忍野八海の歴史、絵本で紹介

忍野八海の歴史、絵本で紹介
 富士山の世界文化遺産登録の構成資産である忍野八海を地域の子どもたちに正しく理解してもらおうと、忍野村が2013年に制作した絵本「忍野八海ものがたり」。同村忍草の東円寺に伝わる古文書を鷹野慈誠住職が読み解き、富士講信者が身を清めた霊場という史実や伝承を基に物語にした。

 忍野八海は、国の天然記念物に指定され、全国名水百選にも選ばれている人気の観光スポット。忍野八海に対する文化的価値を子どもたちが認識し、後世にしっかり伝えてもらおうと絵本を制作することにした。
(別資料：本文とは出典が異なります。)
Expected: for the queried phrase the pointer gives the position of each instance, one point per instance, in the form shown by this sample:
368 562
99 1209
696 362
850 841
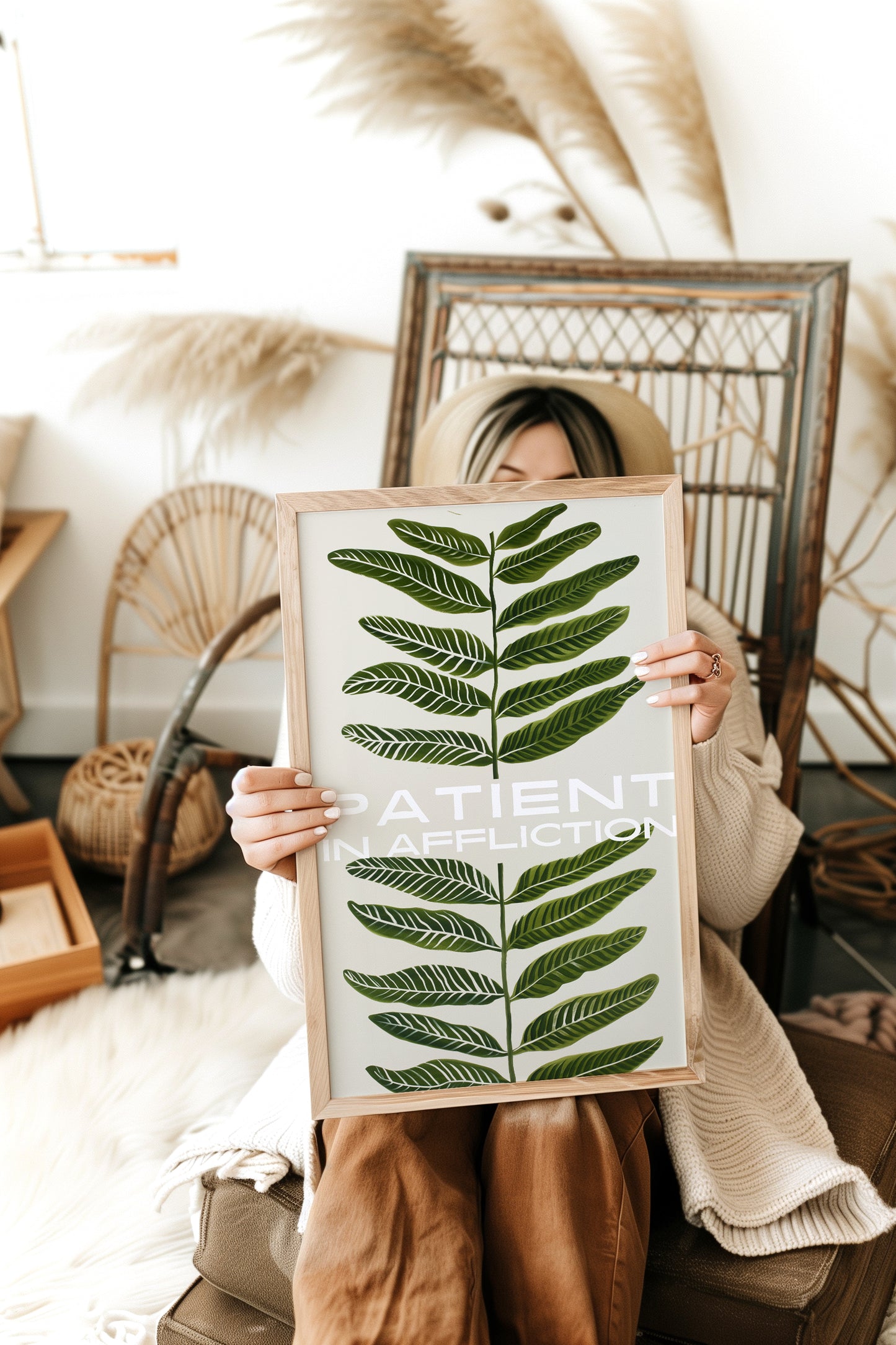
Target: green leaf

 原案・監修を鷹野住職、作・絵を北杜市の絵本作家こいでなつこさんが担当。江戸時代、天保の飢饉ききんに苦しむ忍草村(現忍野村)の住民を救おうと、市川大門村(現市川三郷町)の名主が整備した湧水地の中から、北極星と北斗七星の形になるように八つの池を選んだのが忍野八海の発端と紹介。守り神として竜王を祭ることで富士講でみそぎの場所となり、多くの参拝客が訪れ、村は豊かになったと締めくくっている。

 A4判36ページで1000部作成。絵本は村内の小中学生に配布。